Finally, you get a matrix like this:

	2005	2006	2007	2008	2009	2010	2011	2012	2013	2014	2015	2016	2017	2018	2019
Sumitomo Metal Mining Co., Ltd.	6	14	7	13	2	7	15	18	16	25	35	54	56	60	61
Furukawa Battery Co., Ltd.	46	40	34	41	33	31	23	9	12	13	11	7	11	11	13
Dai Nippon Printing Co., Ltd.	4	14	12	0	5	9	29	59	5	9	2	1	5	0	0
Sanyo Electric Co., Ltd.	181	137	155	120	96	102	120	110	104	180	73	65	26	59	45
Samsung SDI Co., Ltd.	83	138	24	32	38	52	108	57	41	49	69	40	16	14	22
：	:	:	:	:	:	:	:	:	:	:	:	:	:	:	:
Semiconductor Energy Laboratory Co., Ltd.	0	0	0	0	0	0	9	7	15	16	22	54	24	12	12
GS Yuasa Corporation	57	20	11	17	0	0	0	0	0	0	0	0	0	0	0
GS Yuasa Co., Ltd.	43	16	38	40	39	44	56	76	79	75	99	72	83	41	31
Hitachi Maxell Co., Ltd.	29	20	8	28	26	17	39	49	48	46	63	35	39	14	0
Zeon Corporation	2	5	5	5	6	16	28	29	43	67	62	45	55	22	2

This is obtained as a pandas dataframe, so you can easily create a heatmap with seaborn.

fig = plt.figure(figsize=(6,10),dpi=150)
sns.heatmap(df,square=True,cmap='Reds')

I think this is enough, but I also make a bubble chart.

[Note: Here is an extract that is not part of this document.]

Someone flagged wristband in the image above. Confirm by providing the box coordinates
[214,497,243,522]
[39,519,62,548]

I can't (should) make this in one shot, so I'll do my best. I noticed the color and put in a legend.

fig = plt.figure(figsize=(6,10),dpi=150)

for n,y in enumerate(years):
    for m,x in enumerate(app_all[::-1]):
        plt.scatter(y,x,s=int(df[y][x]))

size = [100,200,300]
for s in size:
    plt.scatter(-100,-100,s=s,facecolor='white',edgecolor='black',label=str(s))
plt.legend(title='Patents', bbox_to_anchor=(1.03, 1), 
           loc='upper left',labelspacing=1,borderpad=1)

plt.xlim(-1,15)
plt.ylim(-1,30)
plt.xticks(rotation=45)
plt.show()

It's done. Certainly this is easier to understand than the heat map.

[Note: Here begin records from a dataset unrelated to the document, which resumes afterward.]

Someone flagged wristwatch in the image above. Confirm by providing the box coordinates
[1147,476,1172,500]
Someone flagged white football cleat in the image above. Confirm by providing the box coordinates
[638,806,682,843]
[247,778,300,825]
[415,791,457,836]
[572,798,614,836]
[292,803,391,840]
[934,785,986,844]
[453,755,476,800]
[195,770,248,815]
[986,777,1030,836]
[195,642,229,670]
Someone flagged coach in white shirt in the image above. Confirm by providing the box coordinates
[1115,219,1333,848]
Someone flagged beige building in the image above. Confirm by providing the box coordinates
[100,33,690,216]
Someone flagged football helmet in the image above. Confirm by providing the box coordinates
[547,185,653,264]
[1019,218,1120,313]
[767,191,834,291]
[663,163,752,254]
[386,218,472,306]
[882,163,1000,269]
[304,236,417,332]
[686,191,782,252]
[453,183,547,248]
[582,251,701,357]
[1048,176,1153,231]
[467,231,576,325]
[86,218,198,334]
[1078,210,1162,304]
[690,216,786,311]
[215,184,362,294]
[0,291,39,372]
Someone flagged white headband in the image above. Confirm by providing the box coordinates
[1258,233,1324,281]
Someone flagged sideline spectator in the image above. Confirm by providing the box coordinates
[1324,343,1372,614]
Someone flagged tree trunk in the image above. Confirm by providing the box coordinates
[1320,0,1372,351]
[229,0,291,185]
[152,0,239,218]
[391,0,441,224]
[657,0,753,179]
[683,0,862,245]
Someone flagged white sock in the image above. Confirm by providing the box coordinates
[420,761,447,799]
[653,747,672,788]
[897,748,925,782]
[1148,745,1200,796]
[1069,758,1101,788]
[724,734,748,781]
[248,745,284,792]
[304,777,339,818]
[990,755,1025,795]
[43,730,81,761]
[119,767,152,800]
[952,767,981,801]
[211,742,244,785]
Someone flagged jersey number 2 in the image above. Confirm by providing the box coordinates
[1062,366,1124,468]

A quick look at the whole reveals that Toyota has been strong since 2013. It is surprising that Toshiba has been constantly issuing patents since 2017, when there were various things. It's amazing. Panasonic's patents are decreasing, but isn't that so considering the applications of Panasonic IP Management and Sanyo Electric (subsidiary)? There are too many affiliated companies of Hitachi, and what is the difference between GS Yuasa and GS Yuasa Corporation, so it seems that group companies need to be integrated.

Summary

That's why I used Python to touch on patent analysis for a moment. I was swayed by the specifications of J-PlatPat and forgot how to use Pandas, but for the time being, I made a bubble chart, so I achieved my goal.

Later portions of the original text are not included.